Sorry for comming late to this discussion but I want to add some points about the different types of initialization not mentioned by others.
Consider:
struct foo {
foo(int) {}
};
foo f() {
// Suppose we have either:
//return 1; // #1
//return {1}; // #2
//return foo(1); // #3
//return foo{1}; // #4
}
Then,
#1, #3 and #4 might call the copy/move constructor (if RVO isn't performed) whereas #2 won't call the copy/move constructor.
Notice that the most popular compilers do perform RVO and thus, in practice, all return statements above are equivalent. However, even when RVO is performed a copy/move constructor must be available (must be accessible to f and defined but not as deleted) for #1, #3 and #4 otherwise the compiler/linker will raise an error.
Suppose now that the constructor is explicit:
struct foo {
explicit foo(int) {}
};
Then,
#1 and #2 don't compile whereas #3 and #4 do compile.
Finally, if the constructor is explicit and no copy/move constructor is available:
struct foo {
explicit foo(int) {}
foo(const foo&) = delete;
};
none of the return statements compile/link.

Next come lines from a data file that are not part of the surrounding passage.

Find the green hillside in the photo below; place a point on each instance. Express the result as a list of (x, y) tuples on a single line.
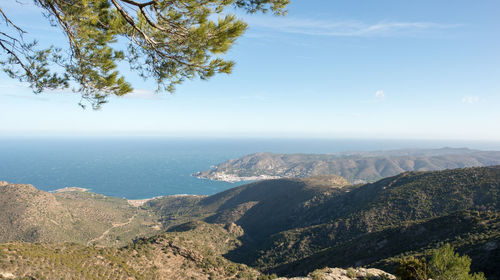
[(286, 226), (190, 253), (30, 215), (291, 225)]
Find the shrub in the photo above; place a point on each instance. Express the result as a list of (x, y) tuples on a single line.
[(444, 264)]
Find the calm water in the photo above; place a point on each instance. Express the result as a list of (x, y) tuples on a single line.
[(142, 168)]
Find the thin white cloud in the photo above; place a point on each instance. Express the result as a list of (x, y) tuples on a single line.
[(379, 94), (470, 99), (344, 28)]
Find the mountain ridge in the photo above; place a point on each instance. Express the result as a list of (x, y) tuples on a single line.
[(356, 167)]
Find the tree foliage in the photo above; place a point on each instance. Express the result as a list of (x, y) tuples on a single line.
[(168, 41)]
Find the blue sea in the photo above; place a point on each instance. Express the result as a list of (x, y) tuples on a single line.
[(138, 168)]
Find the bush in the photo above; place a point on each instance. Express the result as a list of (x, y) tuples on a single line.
[(412, 269), (445, 264)]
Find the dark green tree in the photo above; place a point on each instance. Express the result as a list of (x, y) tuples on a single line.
[(412, 269), (168, 41), (444, 264)]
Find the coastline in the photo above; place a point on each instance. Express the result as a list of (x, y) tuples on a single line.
[(71, 189), (232, 178), (140, 202)]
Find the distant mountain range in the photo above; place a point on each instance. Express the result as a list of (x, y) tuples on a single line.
[(356, 167), (286, 226)]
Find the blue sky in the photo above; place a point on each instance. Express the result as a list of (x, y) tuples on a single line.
[(329, 69)]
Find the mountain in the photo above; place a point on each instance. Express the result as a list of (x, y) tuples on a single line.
[(70, 215), (191, 252), (357, 167), (290, 227), (293, 226)]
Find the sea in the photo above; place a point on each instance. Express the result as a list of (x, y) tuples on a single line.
[(138, 168)]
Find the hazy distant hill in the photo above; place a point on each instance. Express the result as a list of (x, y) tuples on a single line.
[(192, 252), (285, 226), (30, 215), (356, 167)]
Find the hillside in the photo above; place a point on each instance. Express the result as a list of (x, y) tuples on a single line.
[(357, 167), (286, 226), (30, 215), (293, 226), (193, 252)]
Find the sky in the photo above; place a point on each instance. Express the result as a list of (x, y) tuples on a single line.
[(329, 69)]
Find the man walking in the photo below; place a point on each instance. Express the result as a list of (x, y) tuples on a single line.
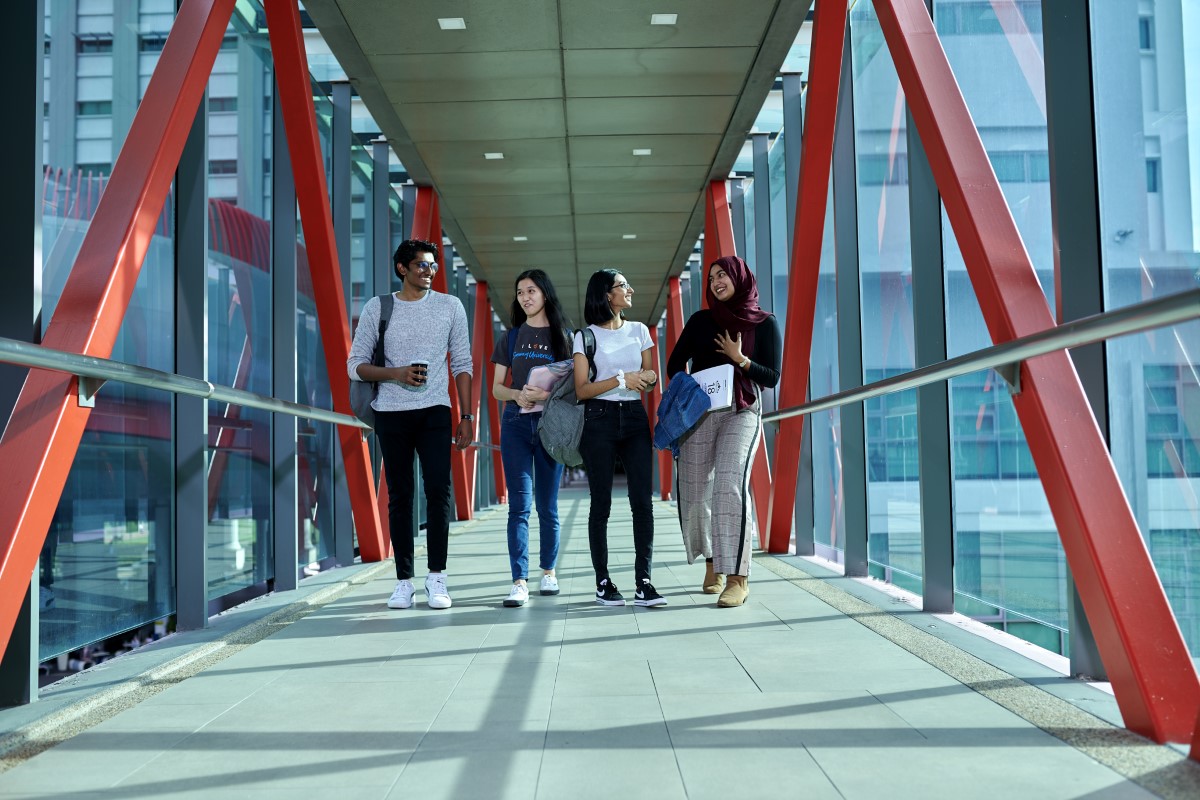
[(413, 408)]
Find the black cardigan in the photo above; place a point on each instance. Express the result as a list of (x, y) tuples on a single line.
[(696, 344)]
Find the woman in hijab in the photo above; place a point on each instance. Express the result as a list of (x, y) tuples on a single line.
[(715, 457)]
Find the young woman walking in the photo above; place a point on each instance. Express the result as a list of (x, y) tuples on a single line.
[(616, 427), (538, 336), (715, 458)]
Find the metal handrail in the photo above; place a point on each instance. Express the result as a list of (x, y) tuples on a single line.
[(101, 370), (1161, 312)]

This is known as list-initialization. The idea is that in C++11, you will have uniform initialization across the board, and avoid ambiguity where the compiler might think you may be making a function declaration (also known as a vexing parse). A small example:
vec3 GetValue()
{
return {x, y, z}; // normally vec(x, y, z)
}
One reason you would want to avoid list-initialization is where your class takes an initializer list constructor that does something different than you would expect.